Assédio: O médico é o monstro


O famoso romance inglês O médico e o monstro de Robert Louis Stevenson, conta a história do prestigiado médico Dr.Jekill que faz pesquisas sobre o comportamento humano, numa dessas experiências acaba criando uma droga que faz vir à tona seu lado animal adormecido, o Mr. Hyde (no inglês o verbo hide, esconder, ocultar; Mr. Hyde é a face oculta do bom Dr.
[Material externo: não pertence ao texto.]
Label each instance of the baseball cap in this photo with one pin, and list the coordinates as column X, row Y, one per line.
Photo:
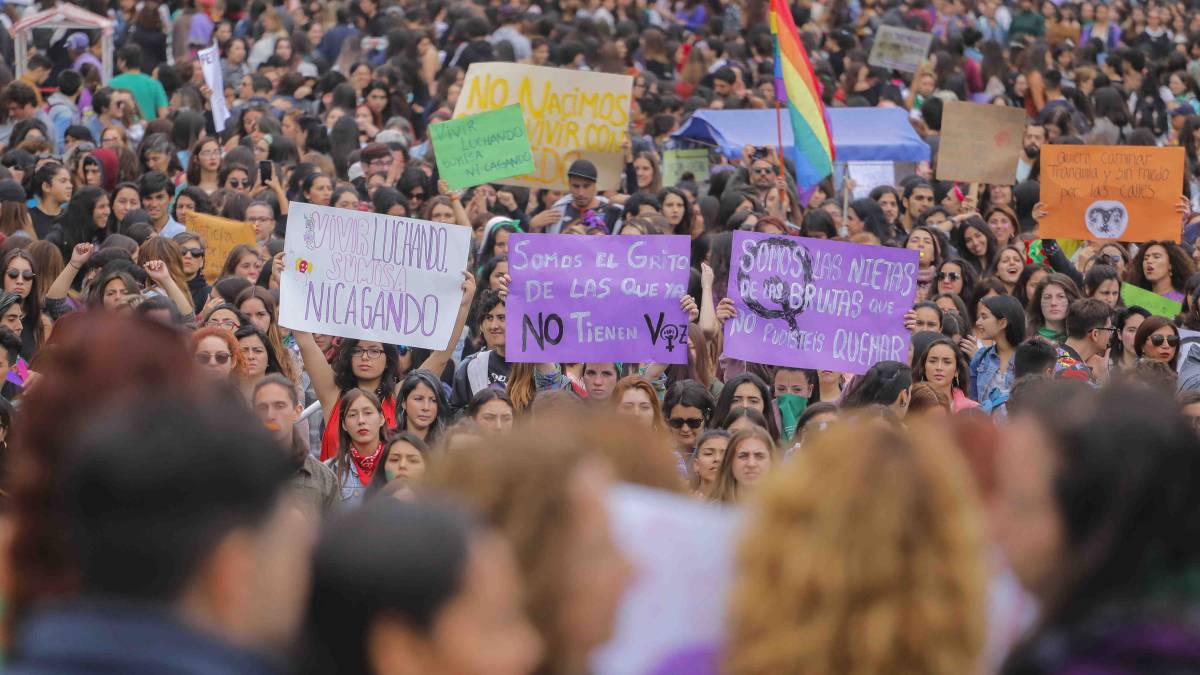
column 582, row 168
Jekyll), tal livro representa um dos maiores clássicos do terror psicológico, bem típico do cientificismo da época vitoriana. É impossível assistir à série Assédio, exibida atualmente apenas no aplicativo Globoplay (só foi ao ar na TV aberta o primeiro episódio), e não associar ao livro publicado no século XIX e tantas vezes reencenado no cinema e nos desenhos infantis. Só que na série, ao contrário do protagonista ficcional, o médico é o monstro e infelizmente não é só um ser imaginário.
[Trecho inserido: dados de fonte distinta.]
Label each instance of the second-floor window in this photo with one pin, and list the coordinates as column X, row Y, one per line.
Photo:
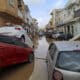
column 12, row 3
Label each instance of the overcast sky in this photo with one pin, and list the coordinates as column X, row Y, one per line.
column 40, row 9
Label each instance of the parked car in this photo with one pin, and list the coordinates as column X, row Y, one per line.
column 13, row 51
column 48, row 33
column 58, row 35
column 17, row 31
column 63, row 61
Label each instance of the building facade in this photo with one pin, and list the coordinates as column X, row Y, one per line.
column 12, row 11
column 68, row 18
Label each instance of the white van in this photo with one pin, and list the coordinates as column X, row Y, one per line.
column 17, row 31
column 63, row 60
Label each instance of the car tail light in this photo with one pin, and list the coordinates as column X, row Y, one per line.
column 57, row 75
column 18, row 28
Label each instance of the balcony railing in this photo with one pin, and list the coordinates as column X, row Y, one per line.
column 20, row 14
column 77, row 13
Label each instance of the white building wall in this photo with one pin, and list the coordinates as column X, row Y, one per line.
column 76, row 28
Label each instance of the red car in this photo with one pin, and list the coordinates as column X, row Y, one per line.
column 13, row 51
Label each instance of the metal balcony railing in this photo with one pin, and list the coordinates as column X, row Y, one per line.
column 20, row 14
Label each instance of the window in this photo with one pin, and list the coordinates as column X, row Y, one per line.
column 12, row 3
column 6, row 39
column 19, row 43
column 52, row 51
Baseado no livro A clínica: a farsa e os crimes de Roger Abdelmassih de Vicente Viladraga, adaptado para a televisão pelo texto preciso de Maria Camargo e direção de Amora Mautner, a série perscruta os corredores da clínica (laboratório do médico/monstro) com seus insondáveis segredos, a mente labiríntica de todos os envolvidos e, sobretudo, o sofrimento individual  das vítimas, mulheres que buscam naquele sombrio local o milagre da vida que a natureza lhes negou, mas aquele médico das estrelas poderia resolver.
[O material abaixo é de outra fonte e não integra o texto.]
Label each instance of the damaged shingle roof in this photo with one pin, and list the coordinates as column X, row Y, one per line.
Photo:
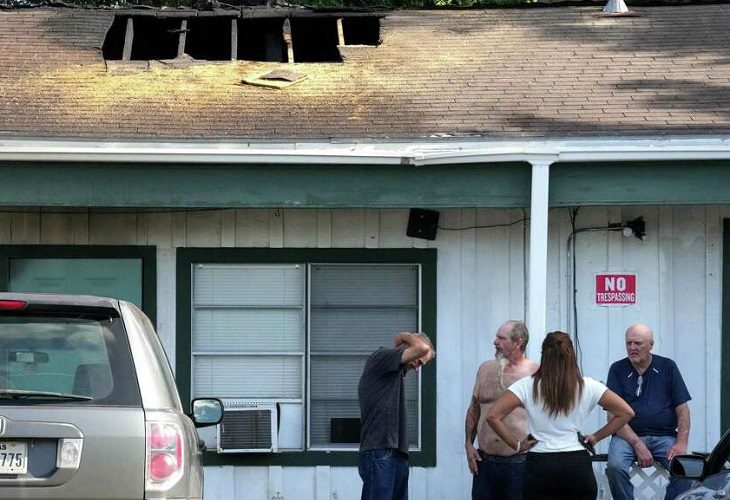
column 494, row 73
Creio que muitos de nós já conhecíamos o perfil do Dr. Roger, antes dos seus crimes virem à luz, de algum programa da televisão ou revista semanal, nos quais ele expunha com toda pompa e circunstância os bebês por ele vindos ao mundo, algumas vezes filhos de celebridades que gostavam de repetir “foi Dr. Roger quem fez”. Auto apelidado de Dr. Vida tal sua prepotência (na série Roger Sadalla), esse psicopata é representado por Antonio Calloni com total competência, chegando a nos provocar o asco inevitável. Todavia, passamos a ver sua migração das colunas sociais e afins para as páginas policiais através da denúncia de mulheres vítimas de seus ataques. A série é muito mais que a representação ficcional da história de ascensão e queda de um monstro, ela é também a consagração da força das mulheres que se uniram em prol dessa dor inominável, serem violentadas num momento de total fragilidade.
Todas as vítimas tiveram suas vidas destruídas ao cruzarem o portão daquela bela clinica que escondia horrores em suas saletas de vidros baços onde à meia luz e, aproveitando-se algumas vezes do torpor do anestésico, o monstro agiu impune por anos, condenando essas mulheres ao sofrimento do silêncio, da dúvida, da escuridão e da solidão tão bem retratados na tela por cenas escuras e ambientes fechados.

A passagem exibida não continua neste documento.